Você precisa ser capaz de exercer pressão sobre o material. Quer saber como ele reage a estresses localizados e a taxas de resfriamento variáveis. Em outras palavras, você precisa controlar onde o calor atinge o material e com que intensidade.
Trata-se de potência, não apenas de tamanho
Quando a maioria dos fornecedores fala em “personalização”, eles estão apenas se referindo ao aumento ou diminuição do tamanho do forno. Isso não é o que importa aqui. O que realmente importa é a densidade de potência.
Nos concentramos no número de watts por centímetro linear. Ao ajustar esse valor, podemos criar gradientes térmicos específicos dentro do forno. Isso permite simular os tipos de estresse que o vidro enfrentará no mundo real, ou então acelerar o processo de recozimento, evitando que você precise esperar o dia todo pelo resultado dos testes. Você nos informa qual é o mapa térmico necessário para que o material atinja sua temperatura de transição, e nós fazemos isso acontecer.
Controlando o mapa térmico
Não basta simplesmente girar um botão e esperar pelo melhor resultado. Isso gera pontos quentes, e esses pontos quentes causam rachaduras no vidro.
Nós ajustamos a distância entre os elementos e a potência fornecida para manter tudo estável. Mas atenção: se você aumentar a densidade de potência para acelerar os processos, seu sistema de resfriamento precisa acompanhar esse aumento. Se o sistema de resfriamento não conseguir lidar com essa carga extra, você enfrentará problemas térmicos, o que prejudicará seus resultados.
Pare de lutar contra as configurações padrão da fábrica
Não há nada pior do que ficar preso às configurações padrão da fábrica quando se está tentando descobrir algo novo.

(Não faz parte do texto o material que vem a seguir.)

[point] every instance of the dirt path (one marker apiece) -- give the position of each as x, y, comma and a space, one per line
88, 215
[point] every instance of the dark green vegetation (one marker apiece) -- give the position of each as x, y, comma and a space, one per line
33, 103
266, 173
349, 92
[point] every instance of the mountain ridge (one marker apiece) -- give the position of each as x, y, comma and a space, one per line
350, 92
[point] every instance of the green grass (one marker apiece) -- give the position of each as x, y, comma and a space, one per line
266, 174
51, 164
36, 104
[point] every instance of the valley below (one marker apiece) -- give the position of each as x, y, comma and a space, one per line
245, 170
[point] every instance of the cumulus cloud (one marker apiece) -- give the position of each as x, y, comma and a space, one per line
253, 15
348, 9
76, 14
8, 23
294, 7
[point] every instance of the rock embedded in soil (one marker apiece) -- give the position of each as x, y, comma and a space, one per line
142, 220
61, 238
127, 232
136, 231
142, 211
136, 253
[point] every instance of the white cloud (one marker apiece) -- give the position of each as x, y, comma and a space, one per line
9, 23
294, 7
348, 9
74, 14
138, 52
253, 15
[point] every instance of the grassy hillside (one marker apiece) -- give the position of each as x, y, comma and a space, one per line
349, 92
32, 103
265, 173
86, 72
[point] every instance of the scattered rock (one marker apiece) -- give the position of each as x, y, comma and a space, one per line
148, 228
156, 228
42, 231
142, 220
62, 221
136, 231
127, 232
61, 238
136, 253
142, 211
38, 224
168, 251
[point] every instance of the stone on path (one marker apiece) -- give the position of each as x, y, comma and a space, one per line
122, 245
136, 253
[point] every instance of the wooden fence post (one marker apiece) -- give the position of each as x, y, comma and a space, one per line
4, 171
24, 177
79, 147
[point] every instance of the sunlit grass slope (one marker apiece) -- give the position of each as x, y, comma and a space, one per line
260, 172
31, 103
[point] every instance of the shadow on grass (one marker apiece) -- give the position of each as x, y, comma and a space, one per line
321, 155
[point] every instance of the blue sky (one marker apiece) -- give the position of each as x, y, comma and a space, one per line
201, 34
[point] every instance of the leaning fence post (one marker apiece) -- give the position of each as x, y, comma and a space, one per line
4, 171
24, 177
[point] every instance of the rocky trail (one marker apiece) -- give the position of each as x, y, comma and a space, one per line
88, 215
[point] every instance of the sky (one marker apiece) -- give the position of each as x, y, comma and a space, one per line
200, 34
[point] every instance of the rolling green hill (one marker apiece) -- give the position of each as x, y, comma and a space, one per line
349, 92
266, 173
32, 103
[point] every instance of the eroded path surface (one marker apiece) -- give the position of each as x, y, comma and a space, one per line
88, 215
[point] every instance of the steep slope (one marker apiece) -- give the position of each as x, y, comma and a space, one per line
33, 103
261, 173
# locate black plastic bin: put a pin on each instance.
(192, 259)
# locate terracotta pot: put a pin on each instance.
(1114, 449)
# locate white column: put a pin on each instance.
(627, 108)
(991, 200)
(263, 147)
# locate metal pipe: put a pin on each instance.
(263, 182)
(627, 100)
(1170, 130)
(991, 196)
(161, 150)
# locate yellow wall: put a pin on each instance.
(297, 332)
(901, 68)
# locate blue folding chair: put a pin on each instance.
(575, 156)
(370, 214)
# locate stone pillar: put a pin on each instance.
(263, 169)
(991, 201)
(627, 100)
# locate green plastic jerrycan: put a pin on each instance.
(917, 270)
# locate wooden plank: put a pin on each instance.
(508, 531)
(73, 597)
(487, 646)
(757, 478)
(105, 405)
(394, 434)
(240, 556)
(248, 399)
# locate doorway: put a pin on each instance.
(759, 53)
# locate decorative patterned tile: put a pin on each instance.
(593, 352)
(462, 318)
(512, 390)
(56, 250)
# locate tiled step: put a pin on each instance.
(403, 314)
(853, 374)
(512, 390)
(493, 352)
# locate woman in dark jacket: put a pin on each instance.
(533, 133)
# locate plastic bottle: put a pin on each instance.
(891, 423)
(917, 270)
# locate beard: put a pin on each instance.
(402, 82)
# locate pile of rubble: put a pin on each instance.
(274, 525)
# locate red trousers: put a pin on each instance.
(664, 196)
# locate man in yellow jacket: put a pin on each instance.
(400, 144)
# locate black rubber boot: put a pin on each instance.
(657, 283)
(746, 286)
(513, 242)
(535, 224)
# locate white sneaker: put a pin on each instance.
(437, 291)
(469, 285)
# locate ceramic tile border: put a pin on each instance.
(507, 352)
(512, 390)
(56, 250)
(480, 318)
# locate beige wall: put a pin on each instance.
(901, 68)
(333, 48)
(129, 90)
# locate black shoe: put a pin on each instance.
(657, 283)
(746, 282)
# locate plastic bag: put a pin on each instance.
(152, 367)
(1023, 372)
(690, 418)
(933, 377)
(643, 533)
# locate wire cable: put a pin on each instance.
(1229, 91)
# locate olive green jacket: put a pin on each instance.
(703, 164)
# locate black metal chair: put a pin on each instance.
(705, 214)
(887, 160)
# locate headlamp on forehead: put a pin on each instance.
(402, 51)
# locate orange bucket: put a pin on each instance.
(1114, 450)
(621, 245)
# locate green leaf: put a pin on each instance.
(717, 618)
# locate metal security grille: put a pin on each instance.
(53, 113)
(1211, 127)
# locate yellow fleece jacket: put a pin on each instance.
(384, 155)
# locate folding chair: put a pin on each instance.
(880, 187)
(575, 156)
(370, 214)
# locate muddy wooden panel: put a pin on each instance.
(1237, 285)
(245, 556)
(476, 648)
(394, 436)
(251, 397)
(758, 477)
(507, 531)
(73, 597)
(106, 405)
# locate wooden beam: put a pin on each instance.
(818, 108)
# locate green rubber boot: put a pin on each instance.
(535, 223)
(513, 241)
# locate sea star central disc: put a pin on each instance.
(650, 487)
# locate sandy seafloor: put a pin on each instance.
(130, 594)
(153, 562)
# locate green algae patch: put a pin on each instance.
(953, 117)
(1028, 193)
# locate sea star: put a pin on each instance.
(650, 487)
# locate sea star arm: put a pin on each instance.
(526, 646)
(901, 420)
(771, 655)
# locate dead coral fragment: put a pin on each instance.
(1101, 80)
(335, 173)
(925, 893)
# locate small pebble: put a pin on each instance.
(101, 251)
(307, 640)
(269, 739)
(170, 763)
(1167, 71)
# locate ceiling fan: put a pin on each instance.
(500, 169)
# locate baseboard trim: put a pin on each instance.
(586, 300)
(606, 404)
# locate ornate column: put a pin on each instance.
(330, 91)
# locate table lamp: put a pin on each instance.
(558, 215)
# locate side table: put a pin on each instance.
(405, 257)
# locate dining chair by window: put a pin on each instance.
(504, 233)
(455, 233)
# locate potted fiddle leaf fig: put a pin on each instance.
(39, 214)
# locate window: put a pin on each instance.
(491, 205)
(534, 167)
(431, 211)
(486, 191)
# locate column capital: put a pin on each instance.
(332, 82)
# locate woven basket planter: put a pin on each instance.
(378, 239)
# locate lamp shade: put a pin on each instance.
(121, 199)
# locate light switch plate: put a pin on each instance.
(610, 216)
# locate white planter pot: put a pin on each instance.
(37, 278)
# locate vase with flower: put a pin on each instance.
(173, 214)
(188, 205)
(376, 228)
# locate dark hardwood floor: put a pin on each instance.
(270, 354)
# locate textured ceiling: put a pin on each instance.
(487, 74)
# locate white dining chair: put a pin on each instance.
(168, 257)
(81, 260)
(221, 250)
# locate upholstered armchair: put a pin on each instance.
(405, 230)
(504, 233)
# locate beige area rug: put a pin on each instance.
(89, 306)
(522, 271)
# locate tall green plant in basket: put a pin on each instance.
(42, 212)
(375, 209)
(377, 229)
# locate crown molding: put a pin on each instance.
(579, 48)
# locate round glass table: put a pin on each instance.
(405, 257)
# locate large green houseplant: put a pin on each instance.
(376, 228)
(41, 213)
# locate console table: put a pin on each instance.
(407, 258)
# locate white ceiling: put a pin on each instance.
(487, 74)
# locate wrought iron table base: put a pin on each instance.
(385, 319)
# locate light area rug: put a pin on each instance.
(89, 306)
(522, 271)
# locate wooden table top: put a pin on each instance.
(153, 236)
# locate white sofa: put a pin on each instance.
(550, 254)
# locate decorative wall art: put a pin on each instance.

Nós desconectamos a fonte de alimentação dessas configurações fixas. Isso lhe dá liberdade para ajustar a tensão e a corrente conforme necessário, até encontrar o tempo ideal para cada tipo de processo. Além disso, você pode conectar todo o sistema a um PLC. Isso permite a execução de perfis complexos, que imitam efetivamente uma linha de produção industrial real. Isso é uma grande vantagem, pois elimina aquela lacuna incômoda entre um pequeno amostra de laboratório e uma produção em larga escala.